Lumina – afferma Sestieri – per me ha sempre rappresentato una fiaba moderna sull’amore e sulle immagini. Inizia come un documentario di fantascienza per trasformarsi in un racconto di formazione molto intimo e personale. Alla base del film c’è la fede in un cinema povero e fieramente low budget che utilizza i fantasmi architettonici del nostro paese per inscenare il peso della perdita, dell’assenza e del vuoto. La protagonista tocca gli oggetti come fossero riattivatori di memoria, unici custodi di un passato dimenticato: ogni inquadratura vuole essere un atto d’amore nei suoi confronti, un tentativo di poter ricostruire il sentimento a partire da questi occhi che vedono per la prima volta. Lei è la fonte di energia che riporta luce a un mondo di rovine”.

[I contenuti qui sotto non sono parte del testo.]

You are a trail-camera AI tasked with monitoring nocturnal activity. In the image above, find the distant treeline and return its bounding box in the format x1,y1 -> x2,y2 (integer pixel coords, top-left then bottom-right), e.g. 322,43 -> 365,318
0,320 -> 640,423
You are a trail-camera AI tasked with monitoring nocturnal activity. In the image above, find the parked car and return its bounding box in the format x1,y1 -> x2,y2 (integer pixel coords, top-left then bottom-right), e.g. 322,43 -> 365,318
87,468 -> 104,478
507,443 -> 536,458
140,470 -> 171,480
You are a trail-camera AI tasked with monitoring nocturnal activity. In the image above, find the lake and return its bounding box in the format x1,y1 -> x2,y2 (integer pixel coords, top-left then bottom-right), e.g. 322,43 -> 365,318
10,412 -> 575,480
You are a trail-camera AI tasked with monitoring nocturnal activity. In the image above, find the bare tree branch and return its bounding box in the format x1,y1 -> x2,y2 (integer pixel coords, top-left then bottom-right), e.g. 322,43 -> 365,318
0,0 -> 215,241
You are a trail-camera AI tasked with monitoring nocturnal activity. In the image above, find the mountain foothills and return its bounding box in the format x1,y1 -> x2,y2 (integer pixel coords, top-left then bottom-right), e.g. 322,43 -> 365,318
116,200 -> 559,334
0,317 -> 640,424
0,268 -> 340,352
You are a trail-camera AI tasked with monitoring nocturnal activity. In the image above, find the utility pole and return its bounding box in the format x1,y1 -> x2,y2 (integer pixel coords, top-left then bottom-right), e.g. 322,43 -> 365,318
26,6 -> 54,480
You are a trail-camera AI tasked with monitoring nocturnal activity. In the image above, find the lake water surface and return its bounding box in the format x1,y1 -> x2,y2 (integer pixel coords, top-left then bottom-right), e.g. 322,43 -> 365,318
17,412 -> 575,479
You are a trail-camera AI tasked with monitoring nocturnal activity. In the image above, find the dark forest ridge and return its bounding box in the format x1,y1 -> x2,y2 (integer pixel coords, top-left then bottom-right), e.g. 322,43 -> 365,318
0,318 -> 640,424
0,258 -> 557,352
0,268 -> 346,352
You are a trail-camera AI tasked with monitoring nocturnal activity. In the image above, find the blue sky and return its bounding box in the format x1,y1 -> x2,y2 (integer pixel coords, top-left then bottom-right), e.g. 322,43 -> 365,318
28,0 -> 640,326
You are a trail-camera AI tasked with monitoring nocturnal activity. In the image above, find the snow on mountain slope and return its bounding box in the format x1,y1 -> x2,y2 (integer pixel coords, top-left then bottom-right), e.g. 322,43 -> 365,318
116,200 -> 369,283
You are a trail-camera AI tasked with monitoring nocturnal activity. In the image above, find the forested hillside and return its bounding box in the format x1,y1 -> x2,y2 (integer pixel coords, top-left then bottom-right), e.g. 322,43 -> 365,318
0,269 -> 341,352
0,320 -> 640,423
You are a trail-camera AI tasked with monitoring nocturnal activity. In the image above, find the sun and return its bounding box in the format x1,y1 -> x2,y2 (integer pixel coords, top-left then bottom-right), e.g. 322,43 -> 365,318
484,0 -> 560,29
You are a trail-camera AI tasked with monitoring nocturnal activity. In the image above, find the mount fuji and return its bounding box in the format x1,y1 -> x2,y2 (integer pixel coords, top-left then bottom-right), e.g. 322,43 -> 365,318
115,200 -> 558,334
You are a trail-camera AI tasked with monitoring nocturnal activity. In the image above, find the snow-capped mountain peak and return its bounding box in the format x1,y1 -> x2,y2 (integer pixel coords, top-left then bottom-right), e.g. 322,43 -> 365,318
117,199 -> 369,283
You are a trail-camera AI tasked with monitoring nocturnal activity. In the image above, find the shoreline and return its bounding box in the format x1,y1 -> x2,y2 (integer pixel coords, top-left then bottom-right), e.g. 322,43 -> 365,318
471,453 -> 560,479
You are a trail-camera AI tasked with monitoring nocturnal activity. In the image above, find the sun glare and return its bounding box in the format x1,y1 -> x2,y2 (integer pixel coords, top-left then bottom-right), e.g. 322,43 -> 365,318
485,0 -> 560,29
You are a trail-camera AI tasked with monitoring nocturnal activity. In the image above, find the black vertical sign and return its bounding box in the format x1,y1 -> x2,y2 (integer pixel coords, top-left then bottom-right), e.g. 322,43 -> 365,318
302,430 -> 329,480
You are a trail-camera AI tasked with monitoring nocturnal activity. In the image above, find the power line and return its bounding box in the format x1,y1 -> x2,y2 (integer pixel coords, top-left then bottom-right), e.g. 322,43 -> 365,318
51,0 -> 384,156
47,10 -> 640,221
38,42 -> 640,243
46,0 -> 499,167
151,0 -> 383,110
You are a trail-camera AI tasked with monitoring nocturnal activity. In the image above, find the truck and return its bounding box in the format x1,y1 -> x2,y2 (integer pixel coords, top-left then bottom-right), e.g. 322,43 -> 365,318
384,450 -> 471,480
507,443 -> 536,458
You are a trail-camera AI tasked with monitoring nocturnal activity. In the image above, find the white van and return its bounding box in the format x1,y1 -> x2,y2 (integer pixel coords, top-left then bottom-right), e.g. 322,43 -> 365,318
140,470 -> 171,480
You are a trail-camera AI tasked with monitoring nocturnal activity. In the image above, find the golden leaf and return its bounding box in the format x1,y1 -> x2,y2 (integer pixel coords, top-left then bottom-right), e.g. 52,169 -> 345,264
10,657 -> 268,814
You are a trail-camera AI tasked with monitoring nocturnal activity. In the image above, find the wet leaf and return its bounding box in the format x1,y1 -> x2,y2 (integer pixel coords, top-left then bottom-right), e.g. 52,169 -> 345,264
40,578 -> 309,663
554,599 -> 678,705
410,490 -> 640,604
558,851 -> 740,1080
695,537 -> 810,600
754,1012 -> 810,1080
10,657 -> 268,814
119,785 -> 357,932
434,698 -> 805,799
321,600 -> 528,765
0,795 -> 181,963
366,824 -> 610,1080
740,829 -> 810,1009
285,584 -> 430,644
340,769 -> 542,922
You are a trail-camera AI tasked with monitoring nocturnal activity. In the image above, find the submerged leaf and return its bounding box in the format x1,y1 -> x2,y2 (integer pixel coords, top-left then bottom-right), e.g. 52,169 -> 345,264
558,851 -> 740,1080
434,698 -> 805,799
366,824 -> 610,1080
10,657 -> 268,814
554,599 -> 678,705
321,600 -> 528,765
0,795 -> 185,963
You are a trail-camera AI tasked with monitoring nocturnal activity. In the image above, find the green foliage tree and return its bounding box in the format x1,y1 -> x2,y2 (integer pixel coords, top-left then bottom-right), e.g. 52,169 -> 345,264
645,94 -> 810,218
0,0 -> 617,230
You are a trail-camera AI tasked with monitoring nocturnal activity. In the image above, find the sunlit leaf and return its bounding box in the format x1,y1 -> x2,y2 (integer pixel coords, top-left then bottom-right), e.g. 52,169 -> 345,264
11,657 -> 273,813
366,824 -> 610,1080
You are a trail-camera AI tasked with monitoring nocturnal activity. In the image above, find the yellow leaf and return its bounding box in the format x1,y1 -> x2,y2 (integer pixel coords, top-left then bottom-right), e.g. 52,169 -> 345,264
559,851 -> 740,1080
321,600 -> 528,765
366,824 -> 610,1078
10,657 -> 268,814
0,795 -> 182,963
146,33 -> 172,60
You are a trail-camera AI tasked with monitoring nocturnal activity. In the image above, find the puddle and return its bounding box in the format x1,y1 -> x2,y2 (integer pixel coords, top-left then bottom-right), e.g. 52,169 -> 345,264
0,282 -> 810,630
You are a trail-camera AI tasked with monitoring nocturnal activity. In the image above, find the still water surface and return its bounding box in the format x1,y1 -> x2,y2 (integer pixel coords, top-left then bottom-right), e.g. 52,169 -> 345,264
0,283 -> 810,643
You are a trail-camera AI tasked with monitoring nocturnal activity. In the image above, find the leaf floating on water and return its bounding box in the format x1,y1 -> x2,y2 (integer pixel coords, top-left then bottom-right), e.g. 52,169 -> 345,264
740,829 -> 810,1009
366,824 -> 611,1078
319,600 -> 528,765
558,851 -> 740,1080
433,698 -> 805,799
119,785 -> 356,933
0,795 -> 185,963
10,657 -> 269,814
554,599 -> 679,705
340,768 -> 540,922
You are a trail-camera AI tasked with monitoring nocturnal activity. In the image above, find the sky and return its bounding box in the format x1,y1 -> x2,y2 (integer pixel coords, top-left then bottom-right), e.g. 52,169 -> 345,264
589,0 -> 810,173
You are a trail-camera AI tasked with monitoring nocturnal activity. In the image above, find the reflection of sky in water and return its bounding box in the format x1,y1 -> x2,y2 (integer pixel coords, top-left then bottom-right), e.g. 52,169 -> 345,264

Una donna senza nome e senza voce si muove in questo universo abbandonato a se stesso alla ricerca di un riparo, ma anche di una risonanza emotiva che trova in un telefono: le foto e i video riattivano la memoria o forse plasmano per la prima volta l’esperienza, fino all’incontro con un altro essere umano. “Il film – spiega Sestieri – è e vuole essere una storia d’amore, la protagonista si risveglia nuda su una spiaggia deserta e le immagini la educano, ma poi non le bastano più. Lei può ridare vita agli oggetti della tecnologia ma non alle persone. Se nei Racconti dell’orso c’era la cornice di un mondo ordinario in cui si inscrive lo straordinario, questo è un film in cui il mondo ordinario scatta di riflesso. Tutto è invaso dall’inquietudine perché la protagonista potrebbe sempre non farcela, la scena in cui si muove a fatica in un pantano è una sorta di punto di non ritorno”. 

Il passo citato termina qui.